Southeast Asia's largest economy recorded a trade surplus of US$161.3 million in October, the data showed, compared with the median forecast in a Reuters poll for a deficit of US$280 million.
In recent months, Indonesia had been swinging back and forth from posting small deficits to small surpluses. In September, it had a deficit of US$164 million while in August a surplus of US$112 million.
Satria Sambijantoro, economist at Bahana Sekuritas in Jakarta, said the October data looked "impressive" amid sluggish global trade and the protracted US-China trade war.
"Falling exports must be seen in context. Exports had beat consensus forecast for two months in a row, driven by manufacturing exports," he said.
Indonesia's exports in October amounted to US$14.93 billion, down 6.13 per cent on-year. The poll had expected an 8.38 per cent drop in the overall exports.
On a monthly basis, exports rose 6 per cent, driven by a 5 per cent increase in shipments of manufactured goods such as cars and sport shoes.
Meanwhile, October imports dropped 16.39 per cent annually, the sharpest in five months, to US$14.77 billion.

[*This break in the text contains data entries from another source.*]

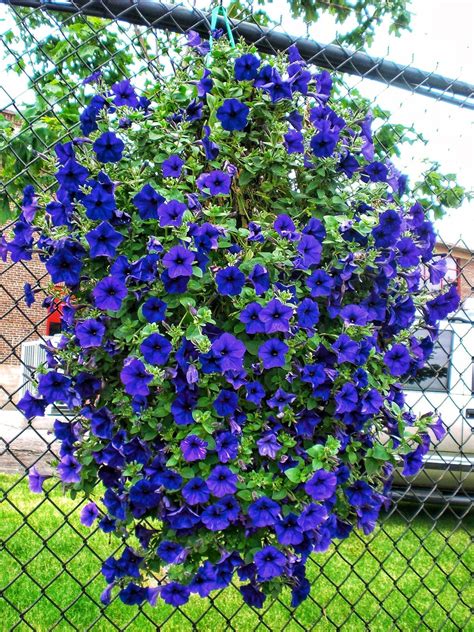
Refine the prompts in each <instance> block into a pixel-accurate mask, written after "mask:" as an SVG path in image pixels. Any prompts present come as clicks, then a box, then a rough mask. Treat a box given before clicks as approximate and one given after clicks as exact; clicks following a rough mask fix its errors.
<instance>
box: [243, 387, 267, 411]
mask: <svg viewBox="0 0 474 632" xmlns="http://www.w3.org/2000/svg"><path fill="white" fill-rule="evenodd" d="M245 390H246V391H247V398H246V399H247V401H249V402H252V404H255V405H256V406H259V405H260V402H261V401H262V399H263V398H264V397H265V389H264V388H263V386H262V385H261V384H260V382H249V383H248V384H246V386H245Z"/></svg>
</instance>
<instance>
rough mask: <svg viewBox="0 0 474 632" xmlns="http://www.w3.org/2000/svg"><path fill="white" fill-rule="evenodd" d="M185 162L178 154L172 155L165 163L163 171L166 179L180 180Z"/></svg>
mask: <svg viewBox="0 0 474 632" xmlns="http://www.w3.org/2000/svg"><path fill="white" fill-rule="evenodd" d="M183 165H184V160H183V159H182V158H180V157H179V156H178V155H177V154H171V156H170V157H169V158H167V159H166V160H164V161H163V164H162V165H161V170H162V172H163V177H164V178H179V176H180V175H181V172H182V170H183Z"/></svg>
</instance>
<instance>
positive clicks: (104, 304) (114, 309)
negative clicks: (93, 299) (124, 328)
mask: <svg viewBox="0 0 474 632" xmlns="http://www.w3.org/2000/svg"><path fill="white" fill-rule="evenodd" d="M127 294H128V290H127V287H126V285H125V283H123V281H119V280H118V279H116V278H114V277H112V276H109V277H104V278H103V279H102V280H101V281H99V283H97V285H96V286H95V288H94V289H93V290H92V296H93V297H94V304H95V306H96V307H98V308H99V309H104V310H111V311H114V312H116V311H118V310H119V309H120V308H121V307H122V302H123V300H124V298H125V297H126V296H127Z"/></svg>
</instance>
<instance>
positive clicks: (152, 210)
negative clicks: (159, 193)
mask: <svg viewBox="0 0 474 632" xmlns="http://www.w3.org/2000/svg"><path fill="white" fill-rule="evenodd" d="M132 201H133V203H134V205H135V206H136V207H137V209H138V214H139V215H140V217H141V218H142V219H158V207H159V206H160V205H161V204H163V202H165V198H164V197H163V196H162V195H160V194H159V193H158V192H157V191H155V189H154V188H153V187H152V186H151V184H145V186H144V187H143V188H142V189H141V190H140V191H139V192H138V193H137V194H136V195H135V196H134V198H133V200H132Z"/></svg>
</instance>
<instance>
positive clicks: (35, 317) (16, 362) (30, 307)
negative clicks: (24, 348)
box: [0, 257, 48, 366]
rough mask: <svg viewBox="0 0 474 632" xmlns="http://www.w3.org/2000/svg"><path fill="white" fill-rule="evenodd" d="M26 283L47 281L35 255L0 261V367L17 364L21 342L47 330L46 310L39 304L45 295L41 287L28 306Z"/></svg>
mask: <svg viewBox="0 0 474 632" xmlns="http://www.w3.org/2000/svg"><path fill="white" fill-rule="evenodd" d="M25 283H30V284H31V286H32V287H33V288H38V287H42V288H45V287H46V286H47V284H48V275H47V273H46V270H45V267H44V265H43V264H42V263H41V261H40V260H39V259H38V258H37V257H33V259H32V260H31V261H23V262H19V263H15V264H12V263H11V262H7V263H3V262H2V261H0V366H1V365H2V364H10V365H12V364H13V365H16V364H18V363H19V360H20V355H21V343H22V342H24V341H25V340H34V339H35V338H38V333H39V334H45V333H46V316H47V312H46V309H45V308H44V307H41V304H42V302H43V299H44V297H45V295H46V294H45V292H44V291H43V290H41V291H40V292H39V293H37V294H35V297H36V302H35V303H33V305H32V306H31V307H27V306H26V303H25V300H24V291H23V286H24V285H25ZM35 329H36V330H37V332H38V333H36V332H35Z"/></svg>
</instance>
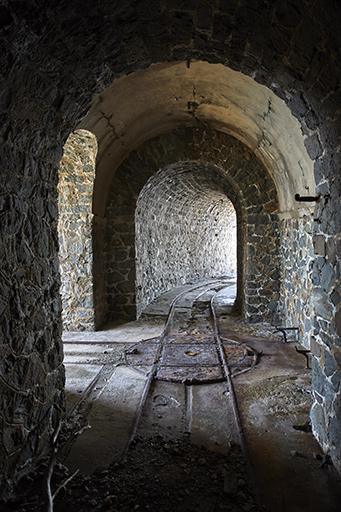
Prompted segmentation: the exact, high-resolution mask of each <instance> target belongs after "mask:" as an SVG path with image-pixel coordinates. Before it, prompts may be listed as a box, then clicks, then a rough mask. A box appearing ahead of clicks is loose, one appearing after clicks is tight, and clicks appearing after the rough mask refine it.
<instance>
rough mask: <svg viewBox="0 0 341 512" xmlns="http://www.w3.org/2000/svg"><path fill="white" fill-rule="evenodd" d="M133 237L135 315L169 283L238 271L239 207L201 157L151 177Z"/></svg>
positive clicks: (232, 275) (140, 310)
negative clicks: (237, 267) (223, 187)
mask: <svg viewBox="0 0 341 512" xmlns="http://www.w3.org/2000/svg"><path fill="white" fill-rule="evenodd" d="M210 171H211V172H210ZM135 240H136V244H135V261H136V313H137V317H139V316H140V314H141V313H142V312H143V310H144V308H145V307H146V306H147V305H148V304H149V303H150V302H151V301H152V300H153V299H154V298H156V297H158V296H159V295H161V294H162V293H164V292H165V291H168V290H169V289H170V288H173V287H176V286H180V285H182V284H186V283H188V282H189V281H192V282H196V281H198V280H199V279H202V278H207V277H220V276H230V277H236V276H237V217H236V211H235V208H234V206H233V203H232V202H231V201H230V200H229V199H228V196H227V195H226V193H225V192H224V190H222V189H219V184H218V183H215V180H214V174H213V172H212V170H210V169H208V168H206V166H203V165H202V164H199V163H197V162H182V163H179V164H174V165H172V166H169V167H166V168H165V169H162V170H160V171H159V172H158V173H156V175H154V176H153V177H151V178H150V179H149V180H148V181H147V183H146V185H145V186H144V187H143V189H142V190H141V193H140V195H139V198H138V201H137V205H136V213H135Z"/></svg>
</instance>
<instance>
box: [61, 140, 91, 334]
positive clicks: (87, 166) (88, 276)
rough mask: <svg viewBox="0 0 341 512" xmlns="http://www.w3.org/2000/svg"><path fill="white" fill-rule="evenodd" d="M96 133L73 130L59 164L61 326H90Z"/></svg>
mask: <svg viewBox="0 0 341 512" xmlns="http://www.w3.org/2000/svg"><path fill="white" fill-rule="evenodd" d="M96 155H97V140H96V137H95V136H94V135H93V134H92V133H90V132H88V131H85V130H77V131H76V132H74V133H72V134H71V135H70V137H69V138H68V140H67V142H66V144H65V146H64V152H63V158H62V159H61V162H60V167H59V183H58V193H59V197H58V209H59V221H58V234H59V260H60V273H61V289H60V293H61V298H62V307H63V311H62V317H63V328H64V329H65V330H93V329H94V328H95V308H94V294H93V242H92V223H93V215H92V213H91V209H92V194H93V183H94V178H95V165H96Z"/></svg>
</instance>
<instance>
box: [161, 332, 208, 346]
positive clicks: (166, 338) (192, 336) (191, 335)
mask: <svg viewBox="0 0 341 512" xmlns="http://www.w3.org/2000/svg"><path fill="white" fill-rule="evenodd" d="M163 343H164V344H165V345H168V344H176V343H206V344H207V345H214V343H215V341H214V337H213V336H209V335H205V334H177V335H176V336H167V337H166V338H164V340H163Z"/></svg>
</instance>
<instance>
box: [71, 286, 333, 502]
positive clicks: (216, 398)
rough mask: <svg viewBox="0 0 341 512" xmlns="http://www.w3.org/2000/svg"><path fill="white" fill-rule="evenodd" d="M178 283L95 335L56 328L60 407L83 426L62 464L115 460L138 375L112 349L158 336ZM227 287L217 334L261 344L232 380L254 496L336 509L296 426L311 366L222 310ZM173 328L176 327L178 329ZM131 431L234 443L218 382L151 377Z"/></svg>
mask: <svg viewBox="0 0 341 512" xmlns="http://www.w3.org/2000/svg"><path fill="white" fill-rule="evenodd" d="M185 289H186V287H182V288H181V289H176V290H172V291H171V292H168V293H167V294H164V295H163V296H162V297H160V298H159V300H157V301H155V303H154V304H153V305H152V306H150V307H149V308H147V310H146V311H145V312H144V315H143V318H141V319H140V320H139V321H136V322H129V323H126V324H121V325H108V326H106V328H105V329H104V330H102V331H99V332H89V333H83V332H82V333H81V332H77V333H70V332H68V333H64V349H65V366H66V399H67V409H68V412H69V415H70V418H72V417H77V418H78V419H79V421H80V423H82V422H84V421H85V420H86V421H87V422H88V423H89V425H90V426H91V428H90V429H87V430H86V431H85V432H84V433H83V434H82V435H80V436H79V437H78V439H77V441H76V442H75V444H74V446H73V447H72V449H71V452H70V453H69V455H68V457H67V459H66V461H65V464H66V466H68V467H69V469H70V471H75V470H76V469H80V471H81V472H83V473H85V474H91V473H92V472H93V471H94V470H95V469H96V468H98V467H106V466H108V465H109V464H111V463H112V462H121V461H122V460H124V457H125V454H126V451H127V449H128V446H129V442H130V440H131V437H132V435H133V434H134V432H135V430H136V428H137V425H136V420H137V411H138V408H139V405H140V402H141V397H142V395H143V392H144V389H145V386H146V381H147V376H146V374H143V373H138V372H136V371H135V370H133V369H132V368H130V367H128V366H127V365H126V364H125V361H124V358H123V357H122V352H123V350H124V349H126V348H129V347H131V346H132V345H133V344H134V343H136V342H138V341H140V340H143V339H144V340H146V339H150V338H154V337H156V336H159V335H160V334H161V332H162V329H163V326H164V321H165V315H166V313H167V311H168V308H169V304H170V302H171V300H172V299H173V298H174V297H175V296H176V295H177V294H178V293H180V292H181V291H184V290H185ZM234 294H235V287H234V283H233V282H231V283H230V285H229V286H228V288H226V289H225V290H224V291H223V292H220V294H219V295H218V301H217V306H218V307H217V311H218V316H219V326H220V334H221V336H226V337H231V338H232V339H236V340H238V339H239V340H240V341H242V342H245V343H247V344H248V345H249V346H251V347H254V348H256V349H257V350H258V351H263V353H262V356H261V358H260V361H259V363H258V365H257V366H256V367H255V368H254V369H253V370H251V371H248V372H246V373H244V374H241V375H239V376H236V377H234V378H233V381H234V386H235V391H236V395H237V401H238V405H239V409H240V414H241V418H242V423H243V428H244V434H245V439H246V446H247V450H248V453H249V457H250V463H251V469H252V474H253V480H254V482H255V485H256V488H257V492H258V495H259V498H260V500H261V502H262V503H263V504H264V505H265V506H266V507H268V509H269V510H272V511H273V512H277V511H279V512H301V511H310V512H314V511H319V512H336V511H339V510H340V503H341V489H340V482H339V479H338V477H337V476H336V475H335V473H334V471H333V469H332V468H331V467H330V466H329V465H323V464H322V462H323V461H322V460H321V458H322V455H323V454H322V452H321V450H320V447H319V445H318V444H317V443H316V441H315V440H314V438H313V436H312V434H311V433H309V432H307V431H306V430H307V429H304V428H303V430H302V428H301V427H302V426H303V427H304V426H305V425H306V424H307V423H308V422H309V407H310V391H311V390H310V381H311V371H310V370H307V369H305V359H304V357H303V356H302V355H300V354H297V353H296V351H295V349H294V346H295V343H294V342H293V341H291V342H289V343H287V344H284V343H283V342H282V337H281V336H280V335H279V334H278V333H276V331H275V329H274V328H272V327H271V326H270V325H266V324H258V325H254V326H252V325H247V324H245V323H244V322H243V321H241V320H240V319H238V318H236V317H232V316H229V315H228V314H226V313H228V312H229V310H230V308H231V305H232V304H233V297H234ZM202 325H204V324H202ZM201 327H202V326H201ZM177 328H178V330H179V331H181V329H182V330H183V331H184V330H185V329H186V326H181V325H178V326H177ZM199 330H200V326H199ZM295 427H296V428H295ZM138 431H139V433H140V432H141V433H142V434H144V435H154V434H156V433H159V434H160V435H162V436H163V437H166V438H167V437H168V438H169V439H176V438H177V437H179V436H181V435H182V434H183V432H191V439H192V442H194V443H196V444H198V445H204V446H207V447H209V448H210V449H212V450H218V451H221V452H224V451H227V450H228V447H229V445H230V443H231V442H238V433H237V431H236V426H235V422H234V419H233V411H232V405H231V397H230V392H229V388H228V386H227V383H225V382H221V383H215V384H204V385H184V384H181V383H171V382H163V381H154V382H153V383H152V386H151V388H150V392H149V394H148V397H147V399H146V402H145V406H144V408H143V413H142V416H141V418H140V421H139V425H138ZM322 465H323V466H324V467H323V468H322V467H321V466H322Z"/></svg>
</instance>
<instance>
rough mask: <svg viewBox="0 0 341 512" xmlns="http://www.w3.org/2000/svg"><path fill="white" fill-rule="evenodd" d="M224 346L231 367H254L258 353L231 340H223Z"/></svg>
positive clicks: (236, 341)
mask: <svg viewBox="0 0 341 512" xmlns="http://www.w3.org/2000/svg"><path fill="white" fill-rule="evenodd" d="M222 345H223V350H224V354H225V357H226V360H227V364H228V365H229V366H241V367H248V366H253V365H254V363H255V360H256V353H255V351H254V350H253V349H252V348H251V347H249V346H248V345H244V344H242V343H239V342H238V341H233V340H229V339H223V340H222Z"/></svg>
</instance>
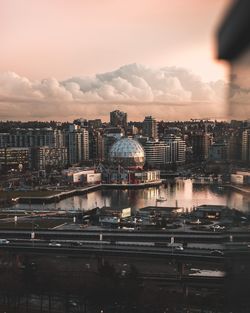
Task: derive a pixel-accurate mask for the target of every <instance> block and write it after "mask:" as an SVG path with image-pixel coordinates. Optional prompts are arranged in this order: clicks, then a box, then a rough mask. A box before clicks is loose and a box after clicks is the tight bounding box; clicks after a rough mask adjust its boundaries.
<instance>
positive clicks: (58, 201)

The drop was roughly in line with the poll's prediction of a 16 per cent fall.
Authorities in Indonesia have made improving the trade performance a top priority, seeking for ways to boost exports and find import substitutions following last year's record high deficit of US$8.7 billion.
Andry Asmoro, Bank Mandiri's chief economist, said the smaller-than-expected export contraction was more to do with last year's high base figure, rather than any significant impact from the government efforts.
Asmoro said the surprising surplus could mean this year's current account deficit would be smaller than his current forecast of 2.8 per cent of GDP. Last year's deficit was 3 per cent of GDP.
Asmoro said Bank Indonesia (BI), which tracks trade and current account deficits when deciding monetary policy, is unlikely to make a fifth rate cut in next week's policy meeting in response to the trade data.
BI has already brought down its key rate by 100 basis points in four successive cuts since July to try to lift economic growth amid a global slowdown.
BI targets current account deficit at a range of 2.5 per cent to 3 per cent of GDP in 2019 and 2020.
Indonesia had a US$1.79 billion trade deficit in January-October, significantly smaller than the US$5.57 billion gap in the corresponding period last year.